Of course, WIC is a very different program from TANF, or even the Supplemental Nutrition Assistance Program. Whereas TANF debit cards are cash assistance for virtually any use, and SNAP benefits allow almost any purchases at any approved vendors, WIC authorizes only specific products for mothers, infants and children up to 5 years of age. With WIC, a nutritionist sits down with the mother every three months and determines the family’s dietary needs, and then approves specific products.
“The major difference between WIC and all these others is it’s a discretionary and not an entitlement (mandatory spending), and secondly, we don’t give them cash benefits,” Welch said. “We give them products. And the costs of those products has to be converted to money. And then obviously the third thing … is that you have to come in for nutrition education every three months,” Welch said.
Welch said the switch to EBT will make sure cashiers can only ring up approved products.

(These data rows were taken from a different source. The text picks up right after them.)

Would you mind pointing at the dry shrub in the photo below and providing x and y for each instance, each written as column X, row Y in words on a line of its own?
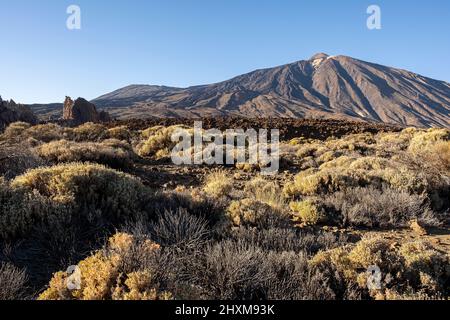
column 92, row 193
column 113, row 153
column 423, row 139
column 307, row 212
column 45, row 132
column 386, row 208
column 17, row 210
column 89, row 132
column 180, row 229
column 14, row 130
column 218, row 184
column 17, row 158
column 159, row 143
column 232, row 270
column 265, row 191
column 312, row 182
column 120, row 133
column 415, row 268
column 147, row 133
column 12, row 282
column 289, row 239
column 108, row 274
column 252, row 213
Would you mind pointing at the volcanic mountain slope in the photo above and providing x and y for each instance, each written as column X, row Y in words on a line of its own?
column 321, row 87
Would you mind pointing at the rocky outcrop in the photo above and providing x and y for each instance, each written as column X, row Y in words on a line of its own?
column 81, row 111
column 12, row 112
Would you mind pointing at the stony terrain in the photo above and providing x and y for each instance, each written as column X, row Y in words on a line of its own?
column 107, row 198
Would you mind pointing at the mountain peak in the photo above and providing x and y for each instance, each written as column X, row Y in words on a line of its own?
column 318, row 56
column 323, row 86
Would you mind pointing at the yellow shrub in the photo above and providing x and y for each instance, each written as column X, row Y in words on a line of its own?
column 103, row 276
column 265, row 191
column 159, row 144
column 423, row 140
column 218, row 183
column 91, row 189
column 119, row 133
column 410, row 267
column 114, row 153
column 89, row 132
column 306, row 212
column 312, row 182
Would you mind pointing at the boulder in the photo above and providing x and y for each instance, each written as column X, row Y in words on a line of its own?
column 81, row 111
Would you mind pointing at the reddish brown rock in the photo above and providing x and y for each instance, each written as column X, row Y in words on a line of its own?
column 11, row 112
column 81, row 111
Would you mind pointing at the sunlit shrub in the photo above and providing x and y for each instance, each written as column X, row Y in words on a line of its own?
column 312, row 182
column 371, row 207
column 159, row 144
column 119, row 133
column 45, row 132
column 14, row 129
column 13, row 282
column 104, row 275
column 414, row 268
column 424, row 139
column 114, row 153
column 89, row 132
column 92, row 190
column 265, row 191
column 252, row 213
column 307, row 212
column 218, row 183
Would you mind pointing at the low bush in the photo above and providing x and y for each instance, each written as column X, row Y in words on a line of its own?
column 159, row 143
column 179, row 229
column 17, row 158
column 386, row 208
column 113, row 153
column 401, row 273
column 120, row 133
column 265, row 191
column 218, row 184
column 252, row 213
column 307, row 212
column 109, row 274
column 92, row 193
column 12, row 282
column 89, row 132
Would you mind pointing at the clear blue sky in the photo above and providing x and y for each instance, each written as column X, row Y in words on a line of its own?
column 190, row 42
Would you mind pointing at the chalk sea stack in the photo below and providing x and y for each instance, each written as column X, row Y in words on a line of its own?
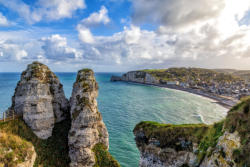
column 87, row 128
column 39, row 98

“The product, if it’s a WIC-approved product, the electronic cash register will recognize it by the UPC code,” Welch added. “If it’s not, then it won’t let the cashier ring it up. So that’s going to significantly improve our ability to make sure they’re only buying what’s approved.”
Not only will health department employees be able to track individual transactions, but nutritionists will too.

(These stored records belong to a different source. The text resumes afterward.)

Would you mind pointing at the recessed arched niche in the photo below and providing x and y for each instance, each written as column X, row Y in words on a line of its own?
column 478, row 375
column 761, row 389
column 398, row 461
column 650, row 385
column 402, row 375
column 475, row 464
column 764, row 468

“For a nutritionist to be able to pull up what you spent in the last three months, it will be very enlightening for them to say, ‘You had all these benefits. You didn’t buy them. Why not?’” Welch said.
Of course, there’s no way to track whether those benefits are being used — only purchased.
While state officials will have more access with the WIC switch to EBT, it’s almost certain that the public won’t have legal access to that database, Welch said.
“To answer your question, I don’t see how people could go in and see what’s been purchased.”
Benefits for low-income families and individuals vary greatly in how they’re restricted, used and monitored. Therein lies the difficulty, said Bob Schmitt, manager of banking services with Virginia’s Department of the Treasury. The department holds a contract with Xerox to handle the TANF debit card process, but can’t view purchases because of consumer protection laws with banking accounts.
“It’s always a challenge when dealing with electronic benefits, or actually, distribution of any benefits, and how one is addressed versus the other in terms of restrictions, or what you can use or what you can’t use the benefits for,” Schmitt said.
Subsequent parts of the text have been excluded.